In fine, plusieurs produits devraient être proposés, l’idée étant d’élargir à d’autres types de produits une fois que les produits alimentaires attireront les clients dans les rayons habituels. Dans l’immédiat, ce mode de consommation trouve difficilement son public.

Les quantités proposées sont encore faibles
Toute une étape de sensibilisation, de communication et d’enquête auprès des consommateurs doit être menée afin de capter l’attention du consommateur marocain.
Par ailleurs, l’absence de données statistiques sur la question complique l’activité. La PMCE, simple association, ne recense pas les chiffres de ses membres. Il est donc très difficile, voire impossible, d’estimer l’apport du commerce équitable aux producteurs marocains. Tout comme il est impossible de connaître le chiffre d’affaires ou les quantités exportées et vendues au Maroc et à l’étranger. Un manque dont les organismes publics ont pris conscience. C’est pourquoi une étude est actuellement menée par la direction de l’économie sociale, au sein du ministère des affaires économiques et générales, afin d’effectuer un bilan sur la situation du secteur au Maroc.
De même, la PMCE a noué un partenariat avec l’Ecole nationale de commerce et de gestion (ENCG) d’Agadir pour développer des sujets de thèses relatifs à ce domaine.
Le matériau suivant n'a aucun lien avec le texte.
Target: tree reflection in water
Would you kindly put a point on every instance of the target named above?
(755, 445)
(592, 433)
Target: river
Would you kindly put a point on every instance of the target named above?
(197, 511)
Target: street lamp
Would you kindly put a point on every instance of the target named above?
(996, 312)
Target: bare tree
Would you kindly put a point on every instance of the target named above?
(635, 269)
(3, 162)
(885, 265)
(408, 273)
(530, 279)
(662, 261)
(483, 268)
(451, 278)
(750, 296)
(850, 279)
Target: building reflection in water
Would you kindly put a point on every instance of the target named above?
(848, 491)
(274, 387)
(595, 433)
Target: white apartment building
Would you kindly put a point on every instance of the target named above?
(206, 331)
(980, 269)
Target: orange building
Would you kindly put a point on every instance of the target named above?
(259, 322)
L’une des difficultés également signalées par le DG adjoint du groupe Label’Vie tient à la gestion. Les professionnels s’accordent en effet à dire que le commerce équitable doit s’accompagner de régularité, de suivi de la production et de solutions logistiques adéquates. Pour ce faire, les petits producteurs constitués en GIE sont assistés par des experts comptables et des formations leur sont offertes par les délégations régionales de l’ADS et de l’ODCO.
Au fur et à mesure des mises à niveau, d’autres producteurs sont invités à rejoindre le groupement.
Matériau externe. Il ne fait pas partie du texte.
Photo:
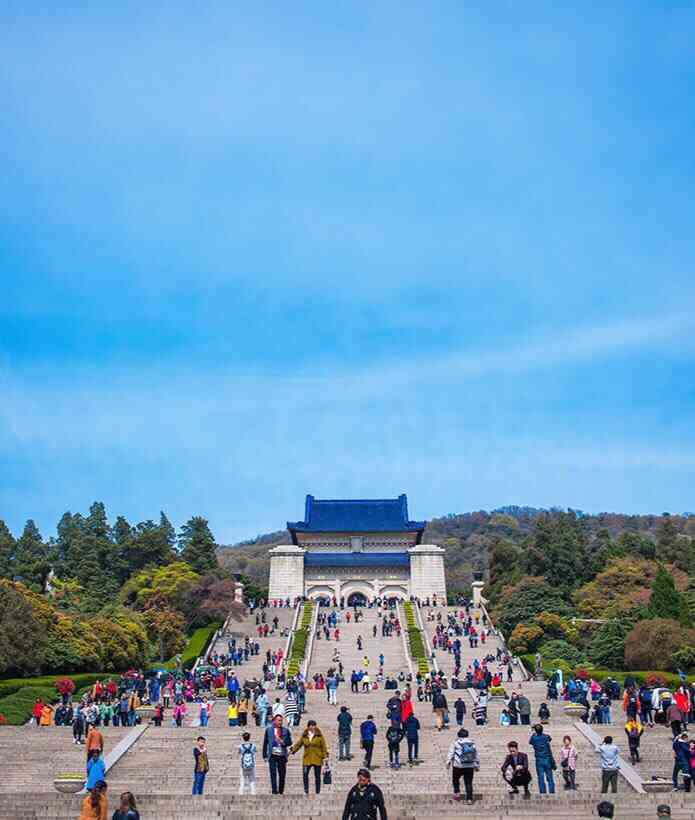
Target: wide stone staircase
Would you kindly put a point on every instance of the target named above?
(158, 769)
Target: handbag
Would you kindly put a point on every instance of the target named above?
(327, 776)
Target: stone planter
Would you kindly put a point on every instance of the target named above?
(69, 784)
(573, 710)
(657, 786)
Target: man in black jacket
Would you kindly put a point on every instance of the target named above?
(518, 762)
(364, 800)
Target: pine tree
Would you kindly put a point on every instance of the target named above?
(197, 544)
(7, 552)
(665, 600)
(31, 562)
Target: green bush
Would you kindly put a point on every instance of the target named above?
(195, 647)
(17, 707)
(562, 650)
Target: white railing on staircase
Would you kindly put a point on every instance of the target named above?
(516, 659)
(310, 642)
(406, 647)
(288, 642)
(431, 657)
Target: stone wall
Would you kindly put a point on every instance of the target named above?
(286, 572)
(427, 571)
D’autres problématiques restent également à résoudre. Il en est ainsi de la disponibilité nationale des produits. Il y en a que l’on ne trouve que dans quelques régions. Il s’agit alors de faire un effort de production pour proposer des quantités plus importantes à offrir sur l’ensemble du réseau des GMS.
Vient enfin la problématique du prix. Aujourd’hui, un produit issu du commerce équitable coûte de 20 à 100% plus cher qu’un produit conventionnel. D’où des difficultés à attirer le consommateur classique plus enclin à rechercher le meilleur rapport qualité/prix.

La création d’un label en cours de réflexion
Pour développer ce créneau, la direction de l’économie sociale réfléchit à la possibilité de créer un label officiel. Si le principe de certification est entériné, les producteurs devront participer au lourd investissement que cela engendre, avec la création d’un organisme certificateur compétent. Notez que la certification doit répondre à un cahier des charges figé.
En l’absence de label, il est difficile de vérifier l’origine d’un produit qui s’auto-qualifie de «commerce équitable». La PMCE a donc rédigé une charte qui permet de répondre à certains critères comme l’équité dans les termes de la relation commerciale, en particulier du prix, l’exigence sur les conditions de travail ou encore le respect de l’environnement. Quant à M. Ben Messaoud de Scenethik, il coopère directement avec son unique producteur, l’Association féminine de développement de la famille (AFDF) constituée par une cinquantaine de femmes dans la région de Boumalen Dadès (entre Ouarzazate et Errachidia), et s’assure lui-même de l’origine des produits. Et lui aussi prône la mise en place de labels officiels, garants d’après lui d’une meilleure transparence que les labels privés comme AlterEco et Max Havelaar.